Segurei as lágrimas com força e abracei Liora junto ao peito.
— Eu não estou com raiva. Depois que você fizer a cirurgia, tudo vai ficar bem. Eu estou feliz.
Minha filha, que desde pequena fazia questão de ouvir o pai contar uma história antes de dormir, acabou adormecendo nos meus braços, ainda com lágrimas no rosto.
Olhei para as sobrancelhas franzidas dela, e meu coração doeu como se tivesse sido esmagado por um carro.
Aquela família de três pessoas, antes tão feliz e completa, começou a se transformar nisso em que momento, afinal?
Foi depois da morte do marido de Paula, quando Gustavo teve medo de que ela fizesse alguma loucura e passou a ir à casa dela todas as noites para fazer companhia e consolar ela?
As visitas se tornaram tão frequentes que, quando ele voltava para a própria casa, os paparazzi chegaram a achar que aquilo era uma traição.
Foi quando Gustavo ficou preocupado que Tales, por não ter pai, sofresse bullying dos colegas, e passou a comparecer a todas as reuniões de pais dele, sem faltar a nenhuma?
No Dia das Crianças e nas festas de aniversário, ele também nunca ficava ausente.
Por causa disso, minha filha foi tratada na escola como filha da amante e sofreu humilhações sem fim.
Ou foi quando minha filha teve o primeiro infarto e desmaiou, e eu liguei incontáveis vezes para Gustavo, mas a linha dele só dava ocupada?
Quando finalmente consegui chegar ao hospital, fui informada de que todos os médicos tinham sido chamados para tratar um arranhão em Tales.
O coração da minha filha parou três vezes.
Caí de joelhos, bati a cabeça no chão até sangrar e só assim consegui fazer um médico parar.

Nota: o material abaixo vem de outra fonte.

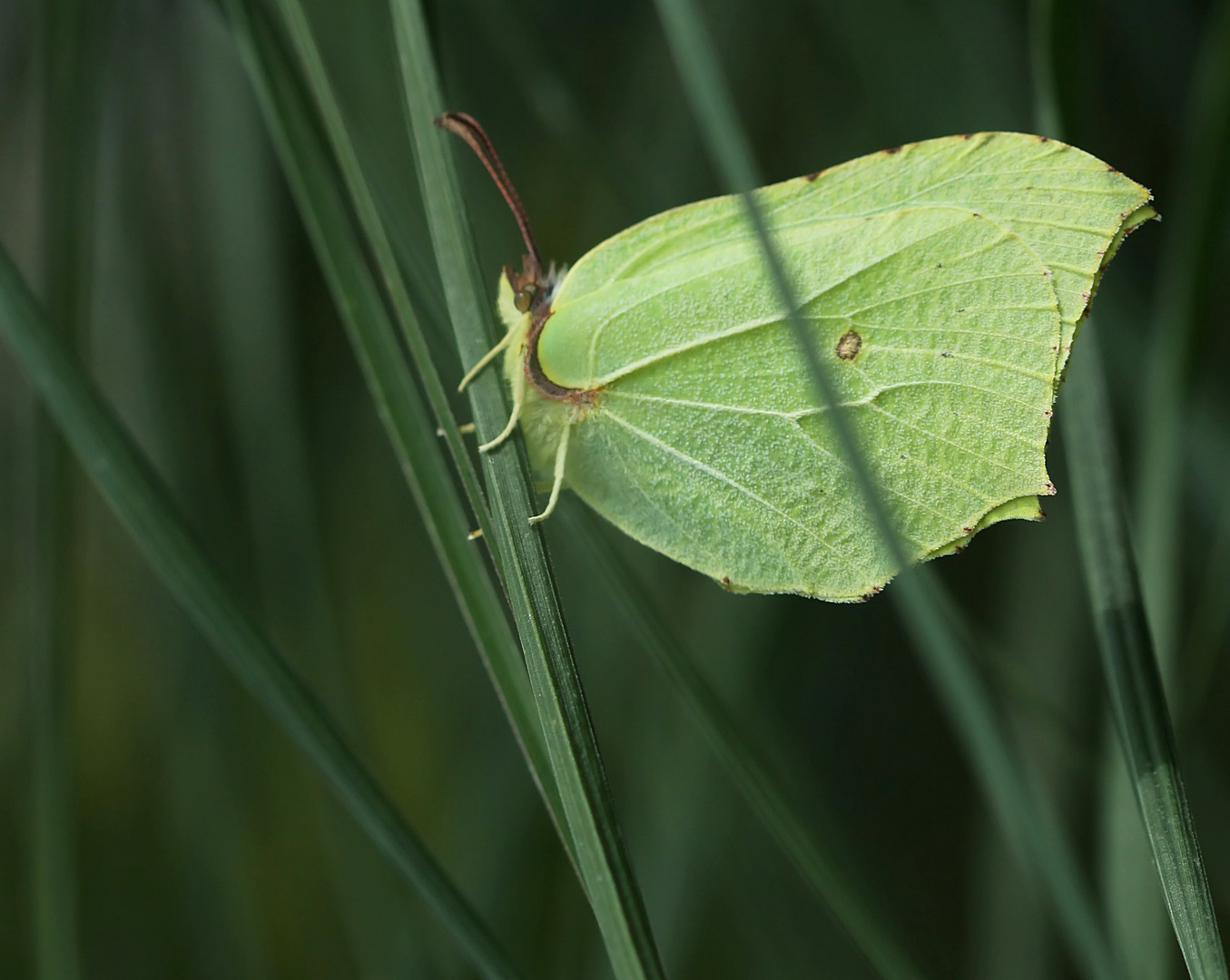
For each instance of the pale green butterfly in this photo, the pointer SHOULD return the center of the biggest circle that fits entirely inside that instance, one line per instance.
(943, 280)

Foi ele quem salvou a vida dela por um triz.
Respirei fundo e fui até o depósito para arrumar a bagagem.
Além das roupas necessárias para troca e dos itens básicos do dia a dia, não peguei mais nada.
Quando vi as canecas de cerâmica que eu, Gustavo e nossa filha tínhamos feito juntos na loja de artesanato, no dia em que ele nos acompanhou, meu coração ainda foi atingido por uma dor repentina.

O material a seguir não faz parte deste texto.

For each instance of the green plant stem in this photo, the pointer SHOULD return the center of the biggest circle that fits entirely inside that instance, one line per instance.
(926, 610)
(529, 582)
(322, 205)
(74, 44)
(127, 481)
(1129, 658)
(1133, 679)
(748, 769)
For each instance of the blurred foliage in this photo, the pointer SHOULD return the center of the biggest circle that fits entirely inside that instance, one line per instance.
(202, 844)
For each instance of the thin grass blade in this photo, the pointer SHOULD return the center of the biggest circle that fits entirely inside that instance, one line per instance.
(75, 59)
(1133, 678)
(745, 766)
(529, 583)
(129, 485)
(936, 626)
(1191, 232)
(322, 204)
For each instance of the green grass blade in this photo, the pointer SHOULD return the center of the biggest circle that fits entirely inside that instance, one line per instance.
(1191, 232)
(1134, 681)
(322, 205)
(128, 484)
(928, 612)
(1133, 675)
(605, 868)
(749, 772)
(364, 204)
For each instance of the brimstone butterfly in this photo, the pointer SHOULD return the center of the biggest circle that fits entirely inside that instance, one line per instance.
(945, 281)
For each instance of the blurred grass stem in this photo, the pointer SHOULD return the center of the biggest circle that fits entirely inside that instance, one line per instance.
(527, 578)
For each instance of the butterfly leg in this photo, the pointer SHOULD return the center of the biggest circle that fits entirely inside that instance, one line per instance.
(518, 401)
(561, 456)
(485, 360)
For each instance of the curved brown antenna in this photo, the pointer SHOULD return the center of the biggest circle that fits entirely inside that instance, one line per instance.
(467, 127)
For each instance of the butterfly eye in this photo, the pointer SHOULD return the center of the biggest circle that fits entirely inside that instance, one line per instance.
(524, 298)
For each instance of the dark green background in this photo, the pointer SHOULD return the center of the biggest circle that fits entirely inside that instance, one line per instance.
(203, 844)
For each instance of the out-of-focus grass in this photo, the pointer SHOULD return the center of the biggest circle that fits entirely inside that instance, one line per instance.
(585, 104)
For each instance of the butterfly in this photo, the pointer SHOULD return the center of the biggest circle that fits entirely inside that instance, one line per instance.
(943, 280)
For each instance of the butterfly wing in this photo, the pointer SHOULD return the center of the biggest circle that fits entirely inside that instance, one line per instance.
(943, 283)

Aquele Gustavo que um dia entregava todo o tempo, toda a paciência e todo o amor a mim e à nossa filha já não existia mais.
Depois de confirmar que nada importante tinha ficado para trás, peguei minha filha adormecida no colo e deixei aquela casa irreconhecível sem nenhuma nostalgia.
......
Depois de uma semana instalada no novo endereço, Gustavo não mandou uma mensagem sequer.
As mensagens de Paula, por outro lado, não paravam.
Todas eram notícias da mídia sobre os passeios deles, encaminhadas como se ela tivesse medo de que eu não visse.
Abri tudo sem nenhuma expressão no rosto.
Todos os lugares para onde eles foram eram lugares que eu e minha filha um dia quisemos conhecer.
Eles foram ver a aurora boreal, esquiaram juntos, viram as cerejeiras em flor e fizeram pedidos de bênção.
Até o veículo que publicou as matérias era o mesmo que, no passado, tinha feito a cobertura do meu casamento do século com Gustavo.
[Desculpa, Júlia. Eu também tentei convencer Gustavo a pagar os paparazzi para removerem as notícias, mas ele insistiu em dizer que você tem dinheiro de sobra. Como tudo começou por minha causa, talvez eu possa vender as joias e bolsas que ele comprou para mim e ajudar você a derrubar as notícias?]
Paula fotografou os presentes que Gustavo tinha dado a ela, tentando me provocar.
Antes, ao ver aquilo, eu já teria corrido até Paula e quebrado, rasgado e destruído tudo.
Agora, apenas respondi com leveza: [Então vou deixar isso nas suas mãos.]
Do lado de Paula, o status digitando ficou aparecendo por um bom tempo.
No fim, ela não mandou mais nada.
Quando pensei que eles finalmente ficariam quietos por algum tempo, minha conta recebeu de repente uma transferência de um milhão de dólares.
No instante em que li a observação da transferência, senti todo o sangue do meu corpo correr ao contrário.